A standard California prior authorization submission for alirocumab requires: confirmed diagnosis (HeFH, HoFH, or established ASCVD by ICD-10 code), documented LDL-C on maximally tolerated statin (the threshold is typically 70 mg/dL for ASCVD patients and 100 mg/dL for FH patients without ASCVD), evidence that the patient has tried and failed or cannot tolerate a high-intensity statin, documentation of ezetimibe use or contraindication, and the proposed dose and frequency [12].
Medi-Cal fee-for-service covers alirocumab under the Medi-Cal Rx formulary with PA. The California Department of Health Care Services Medi-Cal formulary lists alirocumab under specialty tier requiring PA approval. Medi-Cal managed care plans (including LA Care, Partnership HealthPlan, and Inland Empire Health Plan) each have their own PA criteria aligned with DHCS guidance [13].
If the initial PA is denied, California insurers are required under SB 1083 to offer an expedited appeal when the denial poses risk to the enrollee's health. A cardiologist or lipidologist peer-to-peer call with the plan's medical director resolves the majority of denials. Published data from the American Journal of Managed Care show that peer-to-peer review overturns PCSK9 inhibitor denials in approximately 60% of cases [14].

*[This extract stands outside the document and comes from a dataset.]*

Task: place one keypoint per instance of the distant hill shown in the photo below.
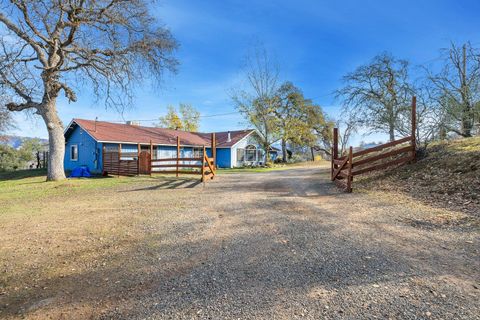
(16, 141)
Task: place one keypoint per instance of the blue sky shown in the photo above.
(314, 42)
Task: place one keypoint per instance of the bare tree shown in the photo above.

The Praluent Copay Card program through Sanofi provides commercial insurance patients with copay assistance, reducing out-of-pocket cost to as low as $0 per month for eligible patients. Medi-Cal enrollees are not eligible for copay cards but may be eligible for the Sanofi Patient Assistance Program (PAP), which provides alirocumab at no cost to qualifying low-income patients [15].
Where to Fill a Praluent Prescription in California
Alirocumab requires cold-chain handling and is dispensed through specialty pharmacies rather than most retail chains. In California, the major specialty pharmacy options are:
Accredo (a Cigna specialty pharmacy subsidiary) ships to California addresses from licensed California-located or out-of-state facilities operating under California Board of Pharmacy oversight. CVS Specialty, Walgreens Specialty, and Optum Rx Specialty all serve California patients. Express Scripts Specialty Pharmacy and Diplomat Pharmacy are additional options accepted by many California plans.
Standard Praluent shipment within California arrives in 2 to 5 business days after prior authorization approval and pharmacy processing. The auto-injector pen ships refrigerated at 2 to 8 degrees Celsius with temperature monitors. Patients should not leave the package on a porch in direct sunlight, as heat exposure above 25 degrees Celsius for more than 30 days renders the product outside labeled storage conditions per the FDA prescribing information [1].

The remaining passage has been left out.